I think papillon is a bow tie or cravate, and they borrowed the French word for butterfly to describe it.
Papillon is referring to a piece of men's accessory - the thing they sometimes wear instead of a tie
Whats the difference betweem la el and gli i
Pour pronunciation,sounds like she has an S in her last word.
farfalle is also the name for a specific shape of pasta, in English often referred to as bow-ties. Since this is the food section, what is one supposed to think?
In English we call them bow-ties, but they also resemble butterflies, after which they are named.
It seems like a glitch that Duo gave you this question while you were specifically covering food.
I was marked wrong because I did not capitalize the definite article "the" in my response.
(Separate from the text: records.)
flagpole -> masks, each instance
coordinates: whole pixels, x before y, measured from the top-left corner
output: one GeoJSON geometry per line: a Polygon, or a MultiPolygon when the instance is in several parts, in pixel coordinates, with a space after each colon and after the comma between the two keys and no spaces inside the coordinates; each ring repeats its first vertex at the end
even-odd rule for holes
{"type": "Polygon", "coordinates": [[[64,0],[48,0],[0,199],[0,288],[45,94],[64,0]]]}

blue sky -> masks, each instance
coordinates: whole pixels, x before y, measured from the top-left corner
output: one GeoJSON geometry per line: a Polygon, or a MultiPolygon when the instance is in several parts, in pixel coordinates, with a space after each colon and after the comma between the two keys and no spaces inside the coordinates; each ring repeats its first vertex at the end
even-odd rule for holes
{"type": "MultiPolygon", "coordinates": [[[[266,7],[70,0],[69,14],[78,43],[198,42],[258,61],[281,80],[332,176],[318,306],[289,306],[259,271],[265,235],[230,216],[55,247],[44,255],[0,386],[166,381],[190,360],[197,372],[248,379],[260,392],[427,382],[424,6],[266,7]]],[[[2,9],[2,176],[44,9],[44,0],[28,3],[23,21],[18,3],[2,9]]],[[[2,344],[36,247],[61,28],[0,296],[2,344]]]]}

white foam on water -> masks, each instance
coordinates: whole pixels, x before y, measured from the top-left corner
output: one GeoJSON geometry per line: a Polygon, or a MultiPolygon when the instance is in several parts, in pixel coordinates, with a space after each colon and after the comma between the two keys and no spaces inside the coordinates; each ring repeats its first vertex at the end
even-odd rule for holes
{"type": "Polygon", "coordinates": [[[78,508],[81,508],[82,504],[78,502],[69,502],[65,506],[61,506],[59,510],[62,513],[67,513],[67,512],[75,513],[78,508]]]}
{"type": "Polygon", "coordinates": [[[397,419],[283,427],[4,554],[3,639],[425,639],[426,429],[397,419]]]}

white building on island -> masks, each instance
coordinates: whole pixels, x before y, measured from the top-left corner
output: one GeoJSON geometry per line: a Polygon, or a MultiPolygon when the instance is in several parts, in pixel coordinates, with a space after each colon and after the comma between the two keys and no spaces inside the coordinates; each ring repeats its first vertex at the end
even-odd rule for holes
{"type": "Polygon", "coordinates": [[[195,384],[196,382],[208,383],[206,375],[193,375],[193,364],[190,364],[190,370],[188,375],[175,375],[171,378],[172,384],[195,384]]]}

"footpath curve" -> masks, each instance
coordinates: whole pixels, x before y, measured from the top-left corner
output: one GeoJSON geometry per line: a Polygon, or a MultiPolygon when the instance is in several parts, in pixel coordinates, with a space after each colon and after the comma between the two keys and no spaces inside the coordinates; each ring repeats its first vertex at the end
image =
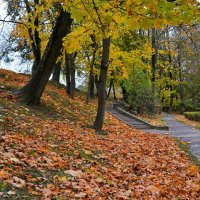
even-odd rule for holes
{"type": "Polygon", "coordinates": [[[158,130],[137,122],[136,120],[123,115],[114,108],[107,111],[124,123],[134,128],[141,129],[146,133],[169,135],[189,143],[192,154],[200,160],[200,130],[178,122],[173,114],[165,114],[165,116],[162,117],[162,119],[166,122],[166,125],[169,127],[169,130],[158,130]]]}

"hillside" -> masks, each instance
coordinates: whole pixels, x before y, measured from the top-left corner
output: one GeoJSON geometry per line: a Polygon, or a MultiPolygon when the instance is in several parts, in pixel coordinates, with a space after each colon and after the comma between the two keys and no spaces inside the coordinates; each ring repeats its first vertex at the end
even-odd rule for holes
{"type": "Polygon", "coordinates": [[[200,199],[198,168],[173,139],[108,113],[97,135],[95,101],[53,84],[27,107],[10,91],[28,79],[0,70],[0,199],[200,199]]]}

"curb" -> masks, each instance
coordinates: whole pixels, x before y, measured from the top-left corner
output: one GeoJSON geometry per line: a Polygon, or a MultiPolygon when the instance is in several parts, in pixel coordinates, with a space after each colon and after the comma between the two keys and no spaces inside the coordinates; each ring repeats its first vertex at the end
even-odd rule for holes
{"type": "Polygon", "coordinates": [[[149,122],[146,122],[146,121],[142,120],[141,118],[139,118],[139,117],[137,117],[137,116],[135,116],[135,115],[123,110],[122,108],[119,108],[117,106],[115,106],[113,108],[116,109],[117,111],[119,111],[121,114],[127,116],[127,117],[135,119],[138,122],[142,122],[143,124],[149,126],[151,129],[169,130],[168,126],[154,126],[154,125],[150,124],[149,122]]]}

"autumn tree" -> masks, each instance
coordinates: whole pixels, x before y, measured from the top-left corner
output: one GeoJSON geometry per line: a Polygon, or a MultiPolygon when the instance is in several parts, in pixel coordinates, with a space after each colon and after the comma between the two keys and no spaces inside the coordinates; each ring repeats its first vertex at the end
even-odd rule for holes
{"type": "Polygon", "coordinates": [[[71,23],[70,13],[61,9],[36,73],[17,93],[18,98],[24,103],[28,105],[40,103],[40,98],[60,54],[62,40],[67,35],[66,24],[69,23],[71,23]]]}

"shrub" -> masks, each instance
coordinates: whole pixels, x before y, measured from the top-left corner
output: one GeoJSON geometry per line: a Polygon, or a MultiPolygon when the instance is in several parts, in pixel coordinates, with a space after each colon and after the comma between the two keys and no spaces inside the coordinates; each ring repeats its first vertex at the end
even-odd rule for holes
{"type": "Polygon", "coordinates": [[[184,115],[188,119],[200,121],[200,112],[184,112],[184,115]]]}

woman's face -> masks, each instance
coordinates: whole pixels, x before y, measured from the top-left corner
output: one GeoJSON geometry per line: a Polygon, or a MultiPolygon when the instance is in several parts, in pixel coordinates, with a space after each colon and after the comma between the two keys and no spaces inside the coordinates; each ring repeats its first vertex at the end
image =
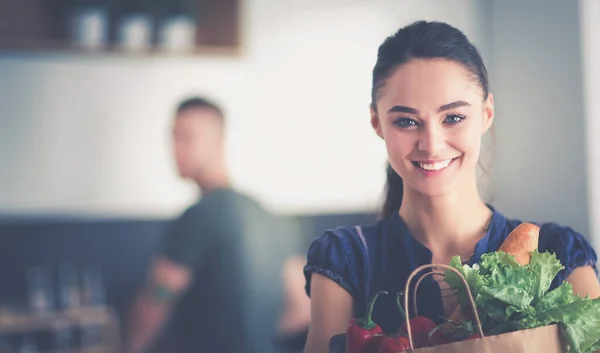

The correct answer is incorrect, Duolingo!
Farfalle is called bowtie pasta, and I het into fights over whether it is nowtie or butterfly. Now I can tell them this very simply.
I live in the USA, and I've seen it both ways, farfalle vs bow tie. It depends on the brand.
Here in Germany it's always "farfalle".
What is the difference between gli and le
"The butterflies" and "butterflies" is the same??
In terms of out-of-context vocabulary, no. In terms of in-context usage, that depends.
Something is going rong with anser i write it write and it seams like wrong answer
Next time, copy and paste what you wrote so we can check your spelling.
How does butterflies sound so pretty, only in other languages?